Revolution is inevitably followed by a period of chaos. Maybe that's why a highbrow New York Observer story about the evolution of Hollywood news media devolved into a glorious, shit-throwing media shitstorm.

John Koblin did his heroic best to explain What It All Means: The accelerating decline of Variety, the rise of celebrity Twitters; the enduring but increasingly preposterous hope of the Los Angeles Times, the swagger of self-made blog bigfoot Nikki Finke; the "clubby" world of pre-internet Tinseltown reporting, the ambitions of upstart blogger Sharon Waxm—

"I do think it's kind of surprising that Sharon Waxman even has a blog," [former LA/NY Times reporter Anita] Busch told us. "I think she's even one of the worst journalists I've ever encountered."

Uhhh...

"Her site is getting no traffic and is inaccurate and boring..." Finke said.

OK, well, maybe we could get back to a constructive dialog about how the economic misfortunes of movie studios have maybe accelerated the decline of printed med...

[Variety's Brian] Lowry, in a blog post singling out [LA Times' Patrick] Goldstein, calls him lazy, petulant and a weak reporter. "Now you have this blog, ‘The Big Picture,' so I'm thrilled to see... you squeeze out more than 800 words a week," wrote Mr.
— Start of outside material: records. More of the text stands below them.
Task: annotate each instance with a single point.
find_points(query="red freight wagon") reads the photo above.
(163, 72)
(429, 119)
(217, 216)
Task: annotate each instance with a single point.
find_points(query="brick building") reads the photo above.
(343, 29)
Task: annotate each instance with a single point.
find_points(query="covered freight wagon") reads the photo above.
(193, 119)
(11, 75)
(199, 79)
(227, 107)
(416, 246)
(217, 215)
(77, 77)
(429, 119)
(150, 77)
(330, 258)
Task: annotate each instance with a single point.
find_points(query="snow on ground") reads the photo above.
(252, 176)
Lowry.

Right. We'll skip right over the discussion of economic viability amid the decimation of advertising revenue in the print-to-online transition, then, and just ask if anyone else want to hurl some fecal m...
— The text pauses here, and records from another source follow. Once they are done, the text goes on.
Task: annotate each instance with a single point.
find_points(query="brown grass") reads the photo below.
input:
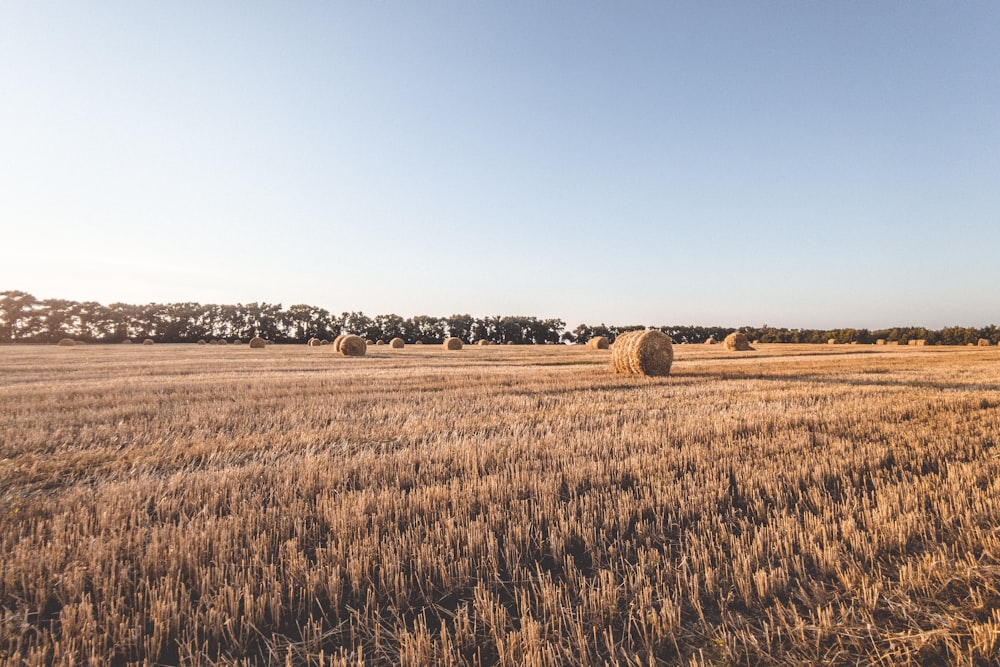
(353, 346)
(806, 506)
(737, 342)
(598, 343)
(647, 352)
"The way [Finke] twists things and the way she always manages to bend the facts-and I put facts in quotes-is in a way that suits her..." Ms. Waxman... added. "People around Hollywood are terrified of her."
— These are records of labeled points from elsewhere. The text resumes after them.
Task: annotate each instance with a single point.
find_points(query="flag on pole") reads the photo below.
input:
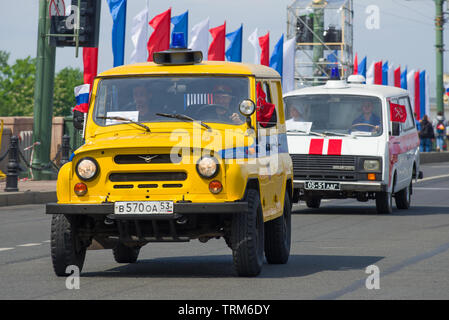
(378, 72)
(180, 24)
(288, 66)
(277, 57)
(254, 40)
(404, 79)
(82, 98)
(139, 36)
(397, 77)
(370, 74)
(200, 37)
(160, 37)
(422, 94)
(234, 51)
(118, 12)
(90, 61)
(385, 74)
(264, 43)
(217, 46)
(361, 69)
Alright, fine, bottom line: In case the example of New York wasn't clear enough, Los Angeles media also illustrate how technology and fragmentation are reviving the old tradition of feuding. As longtime Variety kingpin Peter Bart explains to Koblin, we're going back to the 1930s, when Louella Parsons competed ruthlessly with former friend Hedda Hopper to dominate Hollywood gossip. Everyone is at one another's throats.

No, the Waxman-Finke rivalry isn't exactly hot news, but the point is that more of these little squabbles are erupting all the time, if only because there are so many would-be media alpha dogs in this period of flux, before the inevitable consolidations and shakeouts that make life boring again.

Seeking a final bit of illumination on that, we excitedly emailed Koblin's piece to a media source who quickly replied, "I thought only Hollywood bloggers cared about feuds created entirely to bait traffic, but I totally forgot about the New York Observer!"

Oh, my.

Then again, what did we expect? Welcome to the future. It's kinda bitchy!